Home Test series aren't quite what they used to be for Pakistan. For their series against England in the UAE, Misbah-ul-Haq had spent 30 days away from his family home in Pakistan, waking at 5am on every match day and going back to sleep by 9pm. It has been a tough routine and even when the series was wrapped up with two sessions of the third Test to go, the players were still thousands of kilometres away from home.
Misbah was particularly desperate to get back. One of his return flight dates had been scheduled for November 4, on the off-chance that Pakistan might manage to wrap up the Test in four days. The biggest reward that he was looking for, after leading Pakistan to a 2-0 series win and the No.2 position in the world rankings, was a satisfying night's sleep.
Pakistan landed in the UAE with a huge expectation of repeating their 3-0 win against England in 2012. There had been plenty belief in the dressing room that they could do so, despite public statements that they wouldn't be taking England's Ashes winners lightly and Misbah declared that the eventual scoreline was "still satisfying". Pakistan lost a few sessions along the way and endured a significant scare in Abu Dhabi, but they always felt had the edge at the critical moments.
"[Winning] 3-0 is not the [main] thing," said Misbah, who believed that the challenge posed by Alastair Cook's men this time around was far greater than in 2012. "Winning against a better team, even a 2-0 win is big.
"Especially after what happened to us in the first Test where we lost our main bowler [Yasir Shah] and the opposition played very good cricket. They made 600 against our 500 so credit should also be given to them, winning against them is a big achievement for my team. This time they fought really much harder than before. Even today the odds were even, so it's satisfying to win."
England might not have looked threatening on paper, or in the final series scoreline, but Pakistan were stretched in all three games and were forced to produce an all-round performance to stay on the winning track.
"Obviously a win is a win, no matter who you are playing against, but they [England] are really big professionals. The way they bowl, bat, they don't give you easy wickets and no easy runs. They are so disciplined and go out as per their plans, and you learn different things from them.
"So, I think it's a big achievement for us and, for us, bigger challenges are coming ahead, so we have to now forget this victory and try to be up there for the bigger challenges coming ahead."
Despite their remarkable success in the UAE - unbeaten in all series there since their exile began in 2010 - Misbah insists that they don't take their dominance in the region for granted.
"When you go in any series you think positively, you have just one thing in mind: to win and especially at venues where you have been doing well, your players are familiar with the conditions and where you are unbeaten.

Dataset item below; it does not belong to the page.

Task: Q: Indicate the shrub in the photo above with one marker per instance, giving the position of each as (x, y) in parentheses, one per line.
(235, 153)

"Plus you have done well here against world-class teams like against England in 2012, then against Australia and against Sri Lanka, so these performances and the familiarity of conditions give you confidence and that's why we have been playing well.
"But you cannot say anything with surety in cricket, obviously you have that confidence inside and when you achieve, only then you can claim that you have done well and won the series."
Misbah's own reputation as a captain has been further enhanced by this latest win. With 20 Test wins, he is now the most successful leader in his country's history, leading the greatest names of all, Imran Khan and Javed Miandad, in his wake.
Initially he was regarded as a defensive leader, but over the years, and especially under the head coach Waqar Younis, the team has evolved. The passion is intense and every player is brimming with confidence.
"When you do well in cricket or in any other sport, when you try and achieve something, you are pumped up and you celebrate and there comes emotions," said Misbah. "We had a difficult match in Abu Dhabi but we come back in Dubai and won from a tough situation, and here it was important to reach the No. 2 rankings. It was in everyone's mind so it was natural that emotions came and we celebrated.
"I always believe that it's the biggest plus for us, the kind of attack we have, the kind of batting we have, I think these conditions really suit us and the guys are adopting these conditions very well and they are making the most of that. The batsman and the bowlers are delivering but I think our biggest challenge for us is to play abroad so we have to get ready for that and prepare for that.
The next big challenge will come against England, in England. It promises to be a tough tour for many reasons - the conditions will favour England's outstanding seamers, James Anderson and Stuart Broad, while the dark memories of the 2010 tour, with the spot-fixing scandal and its subsequent fall-out, will be brought closer to the surface.
But Misbah, who wouldn't be drawn on whether he will still be around to lead the side on that tour, said that, in the meantime, his team would learn the lessons of England's disciplined approach to adversity on that trip.
"What we have learn from England is their professionalism, their discipline and the way their seamers bowled on these sort of wickets. That was really pleasing to see. They were not giving you anything, building pressure and bowling reverse swing, and they showed they can also adapt in these conditions.
"Their batsmen batted well against the spinners and that's one thing you can take from them, that if the conditions are not what you are used to, if you apply yourselves then you can still put a good show."